У Кати и Светы уже несколько месяцев была любовь на расстоянии, и сейчас они были увлечены друг другом больше, чем в Вегасе.
Света откидывается на спинку дивана и глубоко вздыхает. Так вздыхают, когда готовы рассказать о наболевшем.
– Дело в том… – она проводит рукой по лицу. – Я сейчас так счастлива. Конечно, тяжело, когда мы на расстоянии, но когда мы вместе, я обо всем забываю, все становится неважным.
Лера сглотнула, указывая на меня вилкой.
– Вы решили попробовать отношения на расстоянии?
– Я не знаю, – признаюсь я. – Я вообще нихуя не понимаю в наших отношениях.
– Тебе здесь нравится? – спрашивает Лера. – В Сан-Диего.
– Конечно. Но я срочно должна вернуться, – я уже не притрагиваюсь к еде, только гоняю вилкой по тарелке, потеряв аппетит. – То есть, не совсем срочно, но в ближайшие пару дней.

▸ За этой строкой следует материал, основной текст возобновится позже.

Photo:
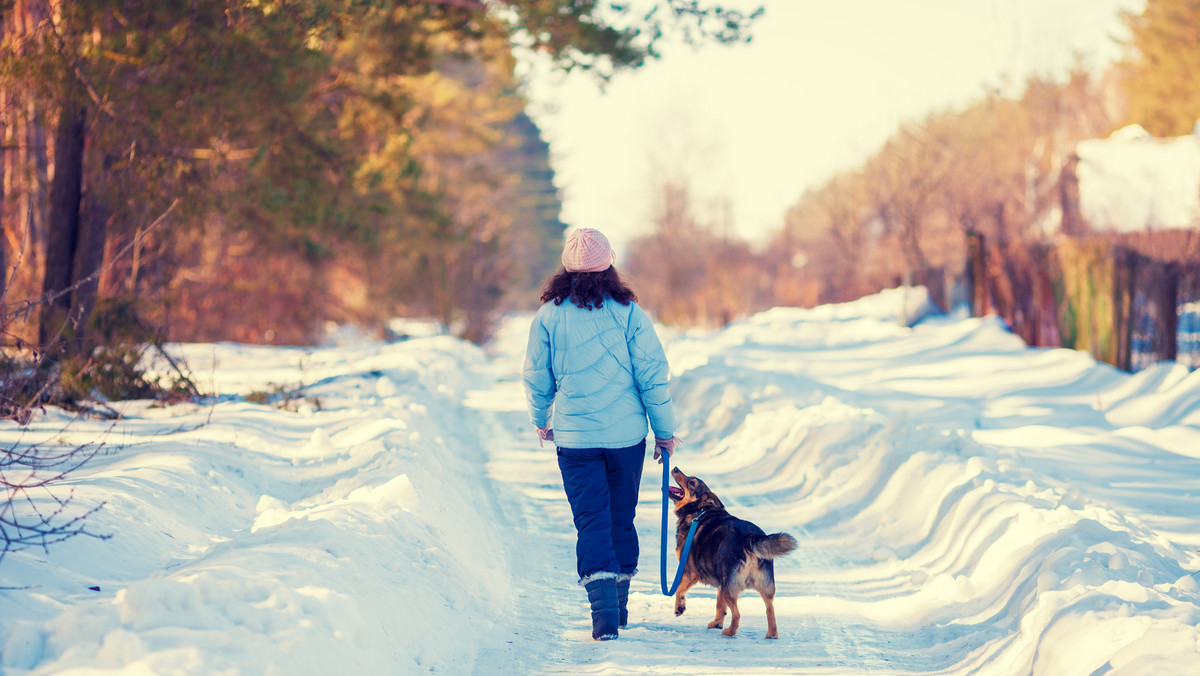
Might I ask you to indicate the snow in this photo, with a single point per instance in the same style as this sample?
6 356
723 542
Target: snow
1132 181
964 504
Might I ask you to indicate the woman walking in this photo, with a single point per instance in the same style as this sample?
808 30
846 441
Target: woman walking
594 372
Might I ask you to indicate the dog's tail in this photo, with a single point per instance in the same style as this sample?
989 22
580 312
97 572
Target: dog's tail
773 545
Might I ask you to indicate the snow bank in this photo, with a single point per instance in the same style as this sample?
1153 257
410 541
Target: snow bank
964 504
1133 181
342 538
1017 510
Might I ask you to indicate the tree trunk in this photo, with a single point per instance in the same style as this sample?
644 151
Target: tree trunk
90 253
63 232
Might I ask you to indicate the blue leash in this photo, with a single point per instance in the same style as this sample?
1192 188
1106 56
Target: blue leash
687 543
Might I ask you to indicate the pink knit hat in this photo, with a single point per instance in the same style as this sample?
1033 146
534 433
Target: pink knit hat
587 251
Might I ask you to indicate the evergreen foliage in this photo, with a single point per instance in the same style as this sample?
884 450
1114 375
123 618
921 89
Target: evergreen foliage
329 159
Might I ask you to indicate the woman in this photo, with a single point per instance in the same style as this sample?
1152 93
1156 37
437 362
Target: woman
595 364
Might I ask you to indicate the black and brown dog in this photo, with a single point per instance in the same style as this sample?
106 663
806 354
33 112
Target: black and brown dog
727 552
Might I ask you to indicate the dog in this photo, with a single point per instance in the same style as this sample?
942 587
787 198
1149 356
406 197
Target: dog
727 552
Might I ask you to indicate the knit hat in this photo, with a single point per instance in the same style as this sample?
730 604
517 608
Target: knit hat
587 251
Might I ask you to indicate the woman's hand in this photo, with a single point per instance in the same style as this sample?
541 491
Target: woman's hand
667 446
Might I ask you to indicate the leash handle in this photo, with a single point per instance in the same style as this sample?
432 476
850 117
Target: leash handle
687 543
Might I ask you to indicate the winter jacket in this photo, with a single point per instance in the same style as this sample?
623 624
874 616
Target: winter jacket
601 371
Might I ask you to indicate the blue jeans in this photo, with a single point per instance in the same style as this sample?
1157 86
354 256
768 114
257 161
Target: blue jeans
601 485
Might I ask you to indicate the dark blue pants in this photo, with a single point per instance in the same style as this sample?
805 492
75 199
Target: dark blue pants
601 485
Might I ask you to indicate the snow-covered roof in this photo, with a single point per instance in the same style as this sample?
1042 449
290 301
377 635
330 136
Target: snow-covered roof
1133 181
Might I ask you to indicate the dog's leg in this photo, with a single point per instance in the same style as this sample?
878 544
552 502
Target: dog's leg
720 611
769 602
735 616
684 585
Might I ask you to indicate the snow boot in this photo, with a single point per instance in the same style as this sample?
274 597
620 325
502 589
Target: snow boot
623 600
605 611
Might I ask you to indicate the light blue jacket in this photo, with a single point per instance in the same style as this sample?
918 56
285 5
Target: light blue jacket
601 372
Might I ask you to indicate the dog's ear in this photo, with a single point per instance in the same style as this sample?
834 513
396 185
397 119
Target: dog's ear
706 498
709 501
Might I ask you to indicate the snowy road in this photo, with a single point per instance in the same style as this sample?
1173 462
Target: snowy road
551 629
963 504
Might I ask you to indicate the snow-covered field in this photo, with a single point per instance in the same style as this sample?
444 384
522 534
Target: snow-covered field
964 504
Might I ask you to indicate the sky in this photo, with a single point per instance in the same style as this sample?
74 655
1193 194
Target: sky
817 90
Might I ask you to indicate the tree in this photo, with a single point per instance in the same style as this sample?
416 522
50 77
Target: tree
1162 77
307 126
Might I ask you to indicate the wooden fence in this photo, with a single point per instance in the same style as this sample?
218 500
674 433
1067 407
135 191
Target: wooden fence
1131 300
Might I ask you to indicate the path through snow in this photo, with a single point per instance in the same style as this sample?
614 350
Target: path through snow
964 504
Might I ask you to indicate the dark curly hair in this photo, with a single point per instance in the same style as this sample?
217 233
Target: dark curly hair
587 289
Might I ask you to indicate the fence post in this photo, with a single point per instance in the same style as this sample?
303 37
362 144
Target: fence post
1168 312
1125 263
976 274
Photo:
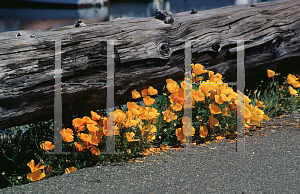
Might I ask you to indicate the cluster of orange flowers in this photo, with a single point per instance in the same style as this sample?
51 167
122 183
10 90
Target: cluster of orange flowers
214 88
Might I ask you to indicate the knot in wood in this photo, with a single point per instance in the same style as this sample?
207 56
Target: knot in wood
164 49
165 16
215 46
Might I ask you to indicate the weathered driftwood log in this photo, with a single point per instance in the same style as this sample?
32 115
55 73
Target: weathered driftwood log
148 55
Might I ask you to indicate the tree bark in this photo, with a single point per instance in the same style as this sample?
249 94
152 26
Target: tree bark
148 55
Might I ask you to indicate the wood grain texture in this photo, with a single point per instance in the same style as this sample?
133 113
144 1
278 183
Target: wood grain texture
148 55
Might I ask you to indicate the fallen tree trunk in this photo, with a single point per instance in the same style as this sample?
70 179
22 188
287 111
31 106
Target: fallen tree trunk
148 55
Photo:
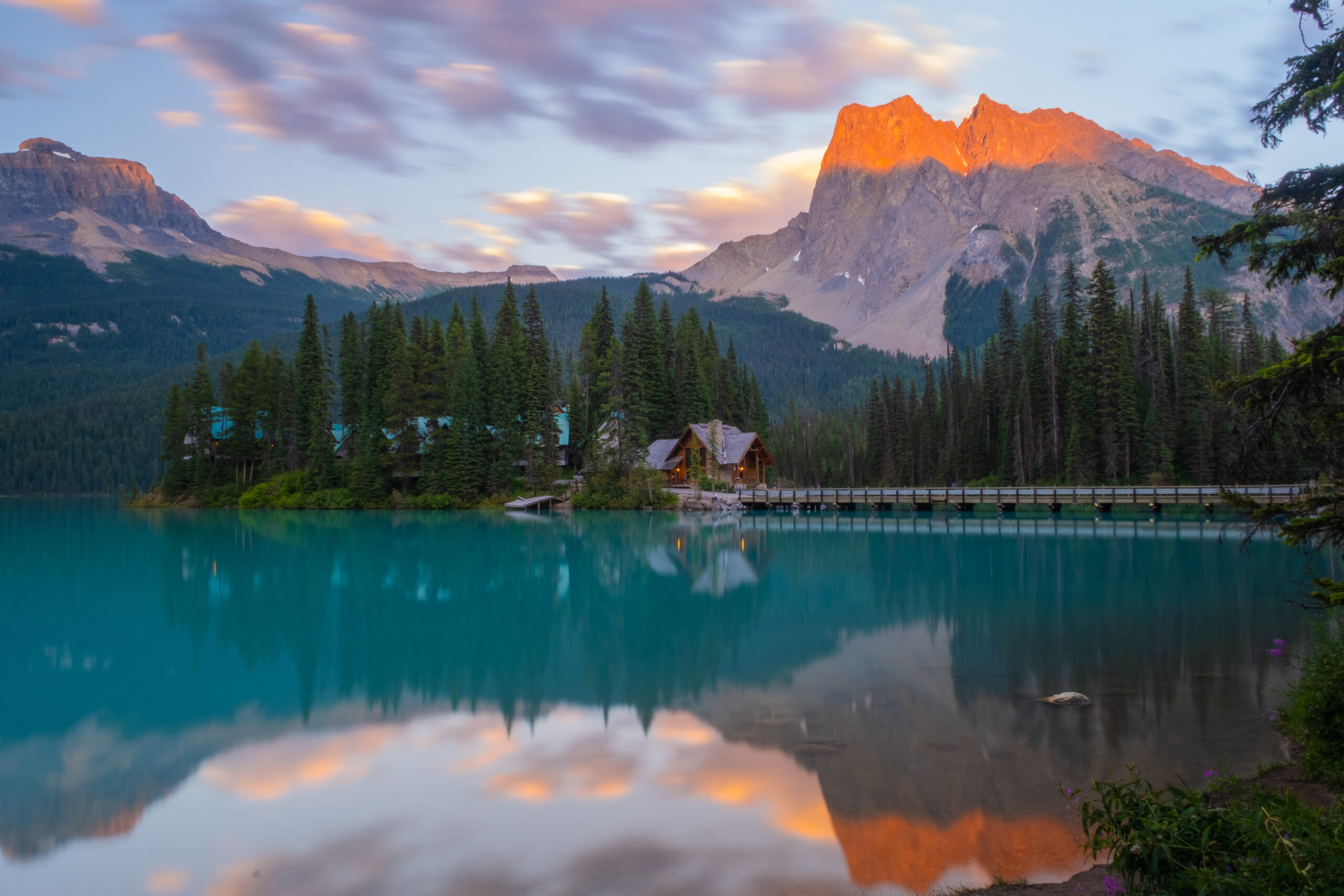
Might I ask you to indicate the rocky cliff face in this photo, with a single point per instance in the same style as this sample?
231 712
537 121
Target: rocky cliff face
59 201
916 224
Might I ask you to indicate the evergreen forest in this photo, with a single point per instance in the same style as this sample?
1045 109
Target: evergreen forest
1098 387
81 406
416 413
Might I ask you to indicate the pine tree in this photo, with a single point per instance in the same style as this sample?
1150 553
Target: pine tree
539 431
201 421
308 374
351 370
1191 387
507 387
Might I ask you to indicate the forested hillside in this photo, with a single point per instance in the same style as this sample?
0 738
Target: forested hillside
1104 386
85 359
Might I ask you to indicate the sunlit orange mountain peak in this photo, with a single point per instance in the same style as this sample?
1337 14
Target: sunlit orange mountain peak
901 133
917 225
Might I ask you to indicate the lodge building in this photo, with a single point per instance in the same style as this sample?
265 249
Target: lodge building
713 449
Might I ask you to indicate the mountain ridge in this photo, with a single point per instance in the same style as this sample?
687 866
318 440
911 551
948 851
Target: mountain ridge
62 202
908 210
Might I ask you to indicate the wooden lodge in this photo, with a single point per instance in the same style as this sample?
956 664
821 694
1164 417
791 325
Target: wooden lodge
713 449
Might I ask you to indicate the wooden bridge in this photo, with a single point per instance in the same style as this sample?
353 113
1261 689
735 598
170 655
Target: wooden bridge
1155 498
541 503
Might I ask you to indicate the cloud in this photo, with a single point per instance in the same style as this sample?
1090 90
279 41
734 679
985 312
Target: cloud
736 774
272 770
824 61
81 13
14 75
472 90
167 880
363 80
179 119
491 250
589 222
701 219
275 220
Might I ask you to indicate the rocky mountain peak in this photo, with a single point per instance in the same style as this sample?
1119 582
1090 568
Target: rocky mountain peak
901 133
47 145
917 225
57 201
896 135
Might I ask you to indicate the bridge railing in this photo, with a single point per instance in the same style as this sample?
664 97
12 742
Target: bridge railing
1026 495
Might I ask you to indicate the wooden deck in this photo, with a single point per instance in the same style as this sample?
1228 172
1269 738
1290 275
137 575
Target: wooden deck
1009 499
542 503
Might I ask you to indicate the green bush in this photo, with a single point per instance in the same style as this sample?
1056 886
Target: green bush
1314 715
224 496
284 491
1227 837
632 493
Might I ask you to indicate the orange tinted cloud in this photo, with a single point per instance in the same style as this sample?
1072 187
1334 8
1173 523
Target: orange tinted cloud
175 119
890 849
282 224
272 770
167 880
588 769
701 219
81 13
748 777
819 71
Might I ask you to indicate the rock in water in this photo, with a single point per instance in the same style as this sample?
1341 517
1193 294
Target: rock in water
1067 699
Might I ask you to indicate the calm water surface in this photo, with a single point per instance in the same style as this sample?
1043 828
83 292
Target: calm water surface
452 704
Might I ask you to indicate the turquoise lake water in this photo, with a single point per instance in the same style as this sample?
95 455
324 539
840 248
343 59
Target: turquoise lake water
452 704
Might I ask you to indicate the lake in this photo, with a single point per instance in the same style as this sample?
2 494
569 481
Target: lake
454 704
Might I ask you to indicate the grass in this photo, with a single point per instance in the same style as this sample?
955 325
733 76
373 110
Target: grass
1314 715
1226 837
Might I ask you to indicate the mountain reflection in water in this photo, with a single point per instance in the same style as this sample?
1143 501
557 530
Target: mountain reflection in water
350 703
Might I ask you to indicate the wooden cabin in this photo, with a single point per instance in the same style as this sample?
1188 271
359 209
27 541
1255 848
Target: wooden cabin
740 457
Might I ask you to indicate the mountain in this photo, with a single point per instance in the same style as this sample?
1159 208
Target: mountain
57 201
918 225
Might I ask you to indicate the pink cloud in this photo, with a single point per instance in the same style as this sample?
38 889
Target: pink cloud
282 224
830 58
589 222
358 77
273 770
701 219
81 13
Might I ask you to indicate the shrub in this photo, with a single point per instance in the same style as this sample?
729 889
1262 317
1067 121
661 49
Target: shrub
632 493
1226 837
284 491
1314 715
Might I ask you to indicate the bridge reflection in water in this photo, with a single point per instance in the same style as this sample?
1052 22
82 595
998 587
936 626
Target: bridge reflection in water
468 703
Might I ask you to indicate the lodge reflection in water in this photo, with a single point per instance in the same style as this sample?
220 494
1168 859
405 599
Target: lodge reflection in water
890 661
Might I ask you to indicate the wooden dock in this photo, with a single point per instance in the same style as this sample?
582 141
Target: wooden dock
542 503
1155 498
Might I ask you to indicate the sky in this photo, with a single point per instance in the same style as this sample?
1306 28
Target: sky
593 136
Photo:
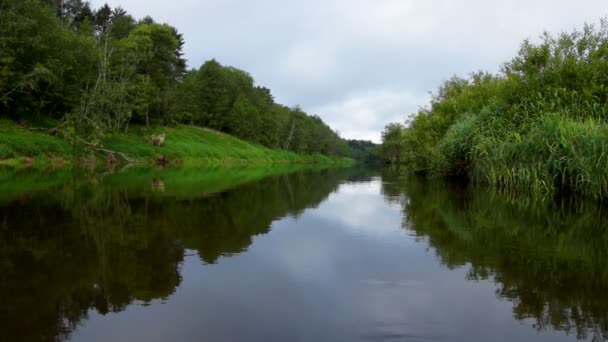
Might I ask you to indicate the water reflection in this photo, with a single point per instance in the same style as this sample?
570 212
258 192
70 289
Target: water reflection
549 259
105 243
320 255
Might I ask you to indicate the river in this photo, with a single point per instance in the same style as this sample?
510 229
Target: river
312 255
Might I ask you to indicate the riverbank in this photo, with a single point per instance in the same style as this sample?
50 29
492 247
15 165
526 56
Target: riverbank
182 145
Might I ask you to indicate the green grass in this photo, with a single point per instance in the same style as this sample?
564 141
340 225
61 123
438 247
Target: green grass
17 144
184 145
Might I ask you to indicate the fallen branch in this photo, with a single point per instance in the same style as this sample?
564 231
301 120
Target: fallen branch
105 150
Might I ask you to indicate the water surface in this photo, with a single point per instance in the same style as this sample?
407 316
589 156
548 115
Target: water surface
318 255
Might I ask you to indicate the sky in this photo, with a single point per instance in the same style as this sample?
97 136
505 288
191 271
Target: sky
361 64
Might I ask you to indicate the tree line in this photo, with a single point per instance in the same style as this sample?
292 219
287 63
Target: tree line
97 71
537 126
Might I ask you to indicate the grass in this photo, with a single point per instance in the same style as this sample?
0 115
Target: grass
184 145
550 155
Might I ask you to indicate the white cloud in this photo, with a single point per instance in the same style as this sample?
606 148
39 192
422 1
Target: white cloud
360 64
363 115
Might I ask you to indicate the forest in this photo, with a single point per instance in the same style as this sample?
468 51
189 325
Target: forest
538 126
87 73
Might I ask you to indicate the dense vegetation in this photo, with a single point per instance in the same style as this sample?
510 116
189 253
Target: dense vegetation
184 146
90 73
537 126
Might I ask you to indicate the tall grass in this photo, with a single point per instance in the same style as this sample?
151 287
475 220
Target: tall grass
539 126
184 145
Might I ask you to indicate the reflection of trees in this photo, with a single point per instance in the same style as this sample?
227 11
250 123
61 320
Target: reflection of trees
548 259
89 245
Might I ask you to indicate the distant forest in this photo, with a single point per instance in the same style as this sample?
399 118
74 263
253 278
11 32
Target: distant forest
96 71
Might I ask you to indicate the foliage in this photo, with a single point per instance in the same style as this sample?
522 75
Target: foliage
187 145
100 71
537 126
227 99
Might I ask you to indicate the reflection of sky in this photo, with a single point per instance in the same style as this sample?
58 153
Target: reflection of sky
342 272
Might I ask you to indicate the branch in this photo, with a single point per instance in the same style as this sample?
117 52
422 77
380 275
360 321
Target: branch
105 150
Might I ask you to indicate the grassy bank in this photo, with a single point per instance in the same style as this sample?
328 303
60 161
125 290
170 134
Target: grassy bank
183 145
540 126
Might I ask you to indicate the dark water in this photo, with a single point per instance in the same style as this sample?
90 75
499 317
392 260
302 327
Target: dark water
327 255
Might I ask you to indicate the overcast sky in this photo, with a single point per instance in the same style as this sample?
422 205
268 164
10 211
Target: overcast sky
360 64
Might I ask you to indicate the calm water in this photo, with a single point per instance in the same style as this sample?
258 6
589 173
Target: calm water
329 255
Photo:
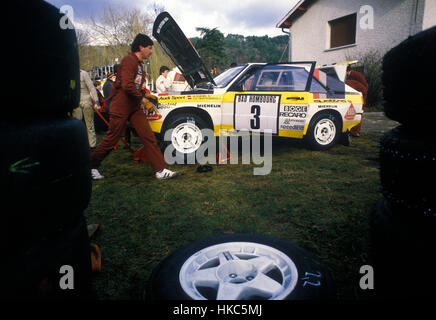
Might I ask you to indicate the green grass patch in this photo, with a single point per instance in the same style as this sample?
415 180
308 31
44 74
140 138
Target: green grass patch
320 201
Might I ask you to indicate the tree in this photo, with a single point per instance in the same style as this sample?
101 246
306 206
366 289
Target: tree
211 47
108 36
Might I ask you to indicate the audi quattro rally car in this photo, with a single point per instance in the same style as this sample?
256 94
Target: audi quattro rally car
294 99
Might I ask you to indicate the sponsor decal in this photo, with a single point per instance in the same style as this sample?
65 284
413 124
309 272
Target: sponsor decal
351 113
166 105
258 98
294 111
293 114
153 116
191 98
329 101
293 124
295 127
333 106
208 105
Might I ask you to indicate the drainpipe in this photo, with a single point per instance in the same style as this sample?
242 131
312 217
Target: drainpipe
290 43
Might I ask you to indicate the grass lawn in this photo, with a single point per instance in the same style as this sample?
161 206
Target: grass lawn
320 201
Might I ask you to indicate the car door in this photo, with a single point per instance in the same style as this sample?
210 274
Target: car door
274 99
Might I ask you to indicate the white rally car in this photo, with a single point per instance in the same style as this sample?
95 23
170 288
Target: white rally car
295 99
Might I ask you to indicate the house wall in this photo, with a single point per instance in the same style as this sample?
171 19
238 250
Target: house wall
429 19
394 21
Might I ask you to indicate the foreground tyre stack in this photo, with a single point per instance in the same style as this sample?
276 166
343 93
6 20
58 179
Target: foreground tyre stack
44 168
240 267
404 220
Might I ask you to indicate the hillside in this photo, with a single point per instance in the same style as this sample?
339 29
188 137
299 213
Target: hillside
240 49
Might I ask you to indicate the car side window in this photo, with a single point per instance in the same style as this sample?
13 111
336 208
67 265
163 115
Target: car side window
281 78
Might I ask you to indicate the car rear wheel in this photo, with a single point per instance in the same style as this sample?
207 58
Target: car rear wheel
323 132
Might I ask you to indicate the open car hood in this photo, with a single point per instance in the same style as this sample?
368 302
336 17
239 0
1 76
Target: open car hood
180 50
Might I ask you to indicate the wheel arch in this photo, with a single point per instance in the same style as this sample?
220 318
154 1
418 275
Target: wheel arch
187 110
332 112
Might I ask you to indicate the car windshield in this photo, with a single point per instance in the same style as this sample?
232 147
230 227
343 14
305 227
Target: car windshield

– Думаю, у вас все получится, – говорит Света. – Конечно, Полина сейчас не может оставить маму, но…
Я резко поднимаю голову и моргаю, глядя на неё, и в груди снова появляется то же чувство, как и вчера ночью.
– Почему она не может оставить маму?
– Ну, как же она может … – слова застревают у Светы в горле, и она нервно оглядывается на Леру. – Черт.
Лера у нас, как скала, её эмоции всегда было сложно угадать, но я знала её лучше всех. И сейчас, глядя, как она ерзает на диване, вижу, что ей явно неловко. И тогда до меня доходит, хотя эти двое ничего и не сказали. Я все понимаю.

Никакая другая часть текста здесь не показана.